Final Thoughts on Research Techniques for Brand Teams
You already have more data than you can act on. The constraint is not collection anymore, it's synthesis: reading scan against social, aligning tracker waves with lapsed-buyer interviews, and surfacing the pattern before the window closes. Merciv connects internal studies, syndicated feeds, and external signals into one query-able layer so you can answer a cross-method question in minutes instead of hunting through folders for a week. Pick methods by the decision they close, not by what the agency pitched, and let AI compress everything after fielding.
FAQ
Primary vs secondary market research: which should I start with?

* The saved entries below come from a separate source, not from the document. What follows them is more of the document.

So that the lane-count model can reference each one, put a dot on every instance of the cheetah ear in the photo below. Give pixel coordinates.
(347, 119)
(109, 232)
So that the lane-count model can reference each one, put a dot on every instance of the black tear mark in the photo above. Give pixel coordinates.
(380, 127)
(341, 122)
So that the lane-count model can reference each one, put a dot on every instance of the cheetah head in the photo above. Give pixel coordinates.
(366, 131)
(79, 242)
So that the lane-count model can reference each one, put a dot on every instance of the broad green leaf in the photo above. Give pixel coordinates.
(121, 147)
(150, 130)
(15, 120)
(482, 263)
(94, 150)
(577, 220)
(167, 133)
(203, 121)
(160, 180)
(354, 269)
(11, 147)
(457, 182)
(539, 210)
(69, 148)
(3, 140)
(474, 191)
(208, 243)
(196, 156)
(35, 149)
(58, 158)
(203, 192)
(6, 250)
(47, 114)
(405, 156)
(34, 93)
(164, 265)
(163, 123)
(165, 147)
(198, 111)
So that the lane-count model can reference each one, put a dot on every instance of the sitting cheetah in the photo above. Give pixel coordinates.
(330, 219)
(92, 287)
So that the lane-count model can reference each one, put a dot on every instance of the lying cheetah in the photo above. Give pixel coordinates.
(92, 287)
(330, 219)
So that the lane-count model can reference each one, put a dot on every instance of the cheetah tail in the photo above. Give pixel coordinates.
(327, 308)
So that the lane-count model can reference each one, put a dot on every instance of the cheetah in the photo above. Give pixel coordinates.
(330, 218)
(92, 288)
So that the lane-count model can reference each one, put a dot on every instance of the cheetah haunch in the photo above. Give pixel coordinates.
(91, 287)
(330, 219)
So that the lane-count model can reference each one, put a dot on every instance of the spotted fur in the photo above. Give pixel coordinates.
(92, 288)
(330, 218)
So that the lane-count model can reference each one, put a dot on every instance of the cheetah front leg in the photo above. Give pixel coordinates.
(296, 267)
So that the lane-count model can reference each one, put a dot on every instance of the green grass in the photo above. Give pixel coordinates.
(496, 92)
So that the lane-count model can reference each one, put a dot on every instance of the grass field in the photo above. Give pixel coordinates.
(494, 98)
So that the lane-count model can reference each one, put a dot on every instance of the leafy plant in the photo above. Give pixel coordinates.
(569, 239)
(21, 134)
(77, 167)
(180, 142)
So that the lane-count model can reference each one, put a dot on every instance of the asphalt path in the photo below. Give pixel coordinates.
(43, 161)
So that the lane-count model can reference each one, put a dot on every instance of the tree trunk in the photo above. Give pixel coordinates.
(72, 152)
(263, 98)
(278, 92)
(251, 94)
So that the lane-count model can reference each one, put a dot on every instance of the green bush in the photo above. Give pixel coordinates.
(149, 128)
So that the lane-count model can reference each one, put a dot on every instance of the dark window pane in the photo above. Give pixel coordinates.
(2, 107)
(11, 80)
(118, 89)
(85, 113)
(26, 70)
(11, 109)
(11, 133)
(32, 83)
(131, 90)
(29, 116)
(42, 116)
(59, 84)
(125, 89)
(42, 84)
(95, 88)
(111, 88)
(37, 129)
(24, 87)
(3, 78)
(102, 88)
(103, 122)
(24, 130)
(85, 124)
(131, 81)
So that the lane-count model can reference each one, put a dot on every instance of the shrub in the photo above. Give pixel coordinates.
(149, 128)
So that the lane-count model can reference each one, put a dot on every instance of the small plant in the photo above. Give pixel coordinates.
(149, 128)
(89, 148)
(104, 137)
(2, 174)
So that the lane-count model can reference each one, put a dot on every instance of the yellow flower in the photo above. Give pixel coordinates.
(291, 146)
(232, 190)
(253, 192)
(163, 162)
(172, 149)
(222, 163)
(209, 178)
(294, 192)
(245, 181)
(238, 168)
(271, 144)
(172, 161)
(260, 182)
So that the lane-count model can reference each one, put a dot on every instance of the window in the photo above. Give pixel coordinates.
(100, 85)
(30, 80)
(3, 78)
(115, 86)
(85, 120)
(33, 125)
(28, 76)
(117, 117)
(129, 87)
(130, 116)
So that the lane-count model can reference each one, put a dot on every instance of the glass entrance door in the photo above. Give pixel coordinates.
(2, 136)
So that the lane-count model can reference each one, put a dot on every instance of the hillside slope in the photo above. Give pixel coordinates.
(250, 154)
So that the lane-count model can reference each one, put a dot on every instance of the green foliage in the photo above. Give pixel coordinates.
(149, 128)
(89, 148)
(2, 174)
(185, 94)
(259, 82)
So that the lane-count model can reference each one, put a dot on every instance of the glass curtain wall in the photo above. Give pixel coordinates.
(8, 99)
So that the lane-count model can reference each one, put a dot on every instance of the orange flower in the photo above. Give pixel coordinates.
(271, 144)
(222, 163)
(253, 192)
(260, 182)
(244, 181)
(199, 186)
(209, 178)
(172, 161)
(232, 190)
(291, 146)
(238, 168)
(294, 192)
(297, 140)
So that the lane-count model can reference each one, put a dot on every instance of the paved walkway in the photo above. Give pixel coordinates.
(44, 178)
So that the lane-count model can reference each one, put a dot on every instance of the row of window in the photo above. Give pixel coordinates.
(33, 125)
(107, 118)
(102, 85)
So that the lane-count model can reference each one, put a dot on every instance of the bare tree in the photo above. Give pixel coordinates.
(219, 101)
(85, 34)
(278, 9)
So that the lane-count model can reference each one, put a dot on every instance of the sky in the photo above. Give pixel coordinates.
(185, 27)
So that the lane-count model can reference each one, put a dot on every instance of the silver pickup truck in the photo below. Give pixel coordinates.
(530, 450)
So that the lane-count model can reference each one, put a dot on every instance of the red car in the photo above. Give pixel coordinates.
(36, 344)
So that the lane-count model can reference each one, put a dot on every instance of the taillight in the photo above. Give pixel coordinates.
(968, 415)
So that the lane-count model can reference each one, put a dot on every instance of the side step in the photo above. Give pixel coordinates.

Start with secondary to size the category, map competitors, and answer questions that syndicated data or public sources already cover, then commission primary only for questions secondary cannot answer, like SKU-level concept appeal or your specific price sensitivity. Spending primary budget on questions a syndicated subscription already answers is the most common waste in research planning.
What's the fastest way to pull insights from unstructured research sources?
AI cuts the synthesis time from weeks to hours by coding open-ends, clustering verbatims across transcripts, reviews, and social, and drafting findings while you focus on interpretation. Roughly 47% of researchers globally now use AI to compress qualitative analysis and query across multiple unstructured sources in one pass.
Can I combine social listening with syndicated scan data in one query?
Yes, if your system is built to reason across multiple knowledge sources simultaneously. Merciv synthesizes internal files, social and review data, syndicated feeds from Circana and NielsenIQ, and precomputed product context into a single query layer, every finding traced to source and scored for confidence.
How do I know which research method to use for my business question?
Write the decision in one sentence first, then pick the method that answers it. If you need to size an unmet need, run a U&A survey; if you need to understand why consideration dropped, conduct 10 to 15 interviews with lapsed buyers; if you need to test which claim leads on pack, use MaxDiff with a screened audience.
What is secondary market research best used for?
Secondary research is best for category sizing, competitive benchmarking, and pulling existing consumer language from reviews or syndicated tracking before you spend primary budget. It answers in hours or days, covers the category instead of your SKU, and costs a fraction of commissioned fieldwork.